# NOOB!!! C&C product photo



## tmjjk (Jun 1, 2012)

My very first product photography...any c&c would be a great help...thank you....ps... did not get paid...


----------



## tmjjk (Jun 1, 2012)

Bump for c&c


----------



## Bitter Jeweler (Jun 1, 2012)

The first looks a little under exposed, in comparison.
Also cropped a little tight, and vertical or square crop might be better.


----------



## Josh66 (Jun 1, 2012)

I agree with Bitter on all counts.  #1 looks slightly under exposed (1/2 stop or so), and the WB may be *slightly* off.  I also agree that a square crop could really work here.

Are these crops, or originals?


----------



## tmjjk (Jun 1, 2012)

Originals.. What about the green background?  Should I use white?  And I definitely see the issues with the 1st one now... Thanks


----------



## tmjjk (Jun 1, 2012)

They might be cropped.. I have to check when I get to my pc... Can't remember... I took about 10 different shots...


----------



## Kerbouchard (Jun 1, 2012)

I'm thinking on your first, the cupcake was too close to the background.  Because you were getting spill back into the subject, you probably reduced the exposure to compensate.

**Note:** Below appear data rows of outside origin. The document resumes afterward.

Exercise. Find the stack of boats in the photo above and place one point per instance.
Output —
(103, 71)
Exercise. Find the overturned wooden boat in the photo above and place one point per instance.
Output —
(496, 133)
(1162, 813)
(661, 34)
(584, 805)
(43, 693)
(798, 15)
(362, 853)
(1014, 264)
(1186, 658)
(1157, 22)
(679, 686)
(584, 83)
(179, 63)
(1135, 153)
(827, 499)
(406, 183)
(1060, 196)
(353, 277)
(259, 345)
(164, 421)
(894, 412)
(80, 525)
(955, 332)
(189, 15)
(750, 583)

The spill from the background robs it a little bit of it's sharpness, and it just doesn't look 'clean'.


----------



## morganza (Jun 2, 2012)

The cream part looks so detailed and good though.


----------



## tmjjk (Jun 3, 2012)

any better.... same image, different crop and edit... after seeing on here, the background looked bluish... so I tweaked again...


----------



## Kerbouchard (Jun 3, 2012)

You still have the background bleeding back into the subject.  It just robs the edges of the sharpness that should be there.


----------



## tmjjk (Jun 3, 2012)

Kerbouchard said:
			
		

> You still have the background bleeding back into the subject.  It just robs the edges of the sharpness that should be there.



I really like your work kerbourchard and respect your opinion... Could you help me understand the bleeding... And will just bringing my subject further away from the background fix this?


----------



## Kerbouchard (Jun 3, 2012)

tmjjk said:


> Kerbouchard said:
> 
> 
> 
> ...



Basically, what is happening is the light is reflecting off of the background and hitting your subject.  It is kind of causing the outer edges of the subject to merge with the background, thus resulting in the slightly hazy edges.

And yes, bringing your subject further away from the background will help fix it.


----------



## tmjjk (Jun 3, 2012)

Thank you very much! I thought the haze was because I shot too wide open... I will work on this... Too bad the cupcakes are gone


----------



## Kerbouchard (Jun 3, 2012)

tmjjk said:


> Thank you very much! I thought the haze was because I shot too wide open... I will work on this... Too bad the cupcakes are gone



Shooting at too large of an aperture could very well contribute to this.  If you were shooting at a larger aperture than f/8 or so, I would say it was a combination of the two.


----------



## RichardsTPF (Jun 5, 2012)

I can't tell whether the cake itself or the picture doesn't give me the hungry feeling.


----------